Comedy / black books
Review: Dylan Moran, Colston Hall
“I wasn’t going to mention the H-word,” he says at one point late on in the set, “but let’s just say there were a lot of men who looked like Edwardian cricketers.”
He wasn’t talking about his audience, though he might as well have been.
See, the great paradox of Dylan Moran, an Irish stand-up comedian who insinuated his way into British consciousness with a few TV and film bit-parts and the cult sitcom Black Books, is that he is one of the oldest people in the room.
Many in his audience tonight probably first got to know him because the misadventures of bibulous misanthrope Bernard Black was the first grown-up comedy they were allowed to stay up and watch by their parents. And they love him, they absolutely love him. Even the heckles are protestations of admiration, or attempts to feed him easy lines.

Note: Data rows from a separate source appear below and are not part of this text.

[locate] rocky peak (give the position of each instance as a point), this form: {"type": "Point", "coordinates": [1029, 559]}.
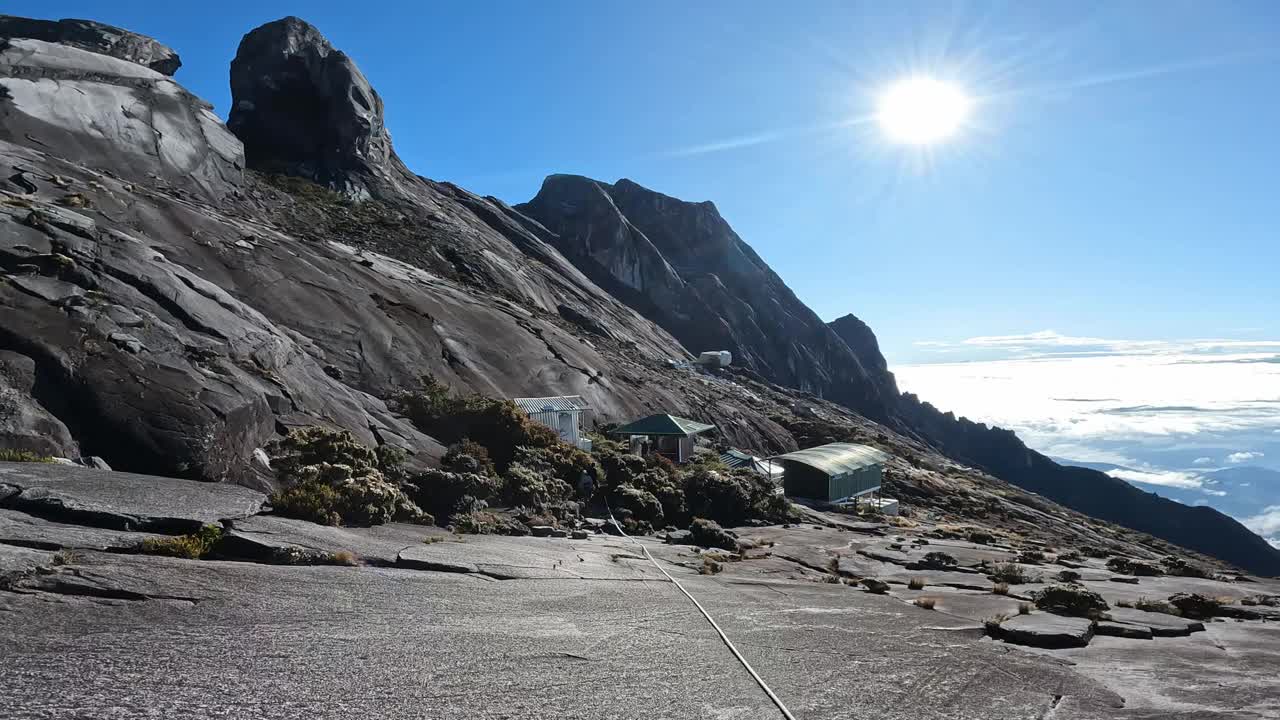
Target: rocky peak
{"type": "Point", "coordinates": [95, 37]}
{"type": "Point", "coordinates": [682, 265]}
{"type": "Point", "coordinates": [302, 108]}
{"type": "Point", "coordinates": [860, 338]}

“What’s the number?” yells one punter while Moran is going off on some improvised-sounding riff on sexy women that’s starting to sound like a chatline advert.
“Come see me after the show and I’ll share it with you. Actually, it’s me in a wig …” and he’s off again, ending up muttering something about murdering his customers in the back of his van.
This darkness is never too far below the surface. The world is a terrible place, and the present political situation holds no promise of salvation. They spent a lot of money on David Cameron but don’t really know what to do with him, while Ed Milliband looks like “a scientific experiment that escaped just as the man in the white coat was turning to give him the really important injection.” Nigel Farage “looks like something out of a 1970s TV sitcom called Where’s My Weasel?”
Much of this touring season’s act, like the last few, is all about the awfulness of middle age. Of how romance settles into marriage, of the arrival of kids to whom you have to explain that Mummy and Daddy love each other and hate each other at the same time. Pets? They’re necessary in order to get kids used to the idea of bereavement.
“There are four ages of man: child, failure, old and dead. That’s it.”
Occasionally there are flashes of Moran turning into the greatest Irish stage comedian of a previous generation, Dave Allen: the same frequent sips from a glass, the same forays into wailing despair at the injustice of it all, delivered in more of a brogue than usual.
But would that be so terrible? For all his mid-life anxieties, he can carry on doing this stuff for decades to come, scattering out clever and surreal one-liners to an audience who will ruefully appreciate all that stuff about marriage, children and pets all the more when they’ve experienced it themselves.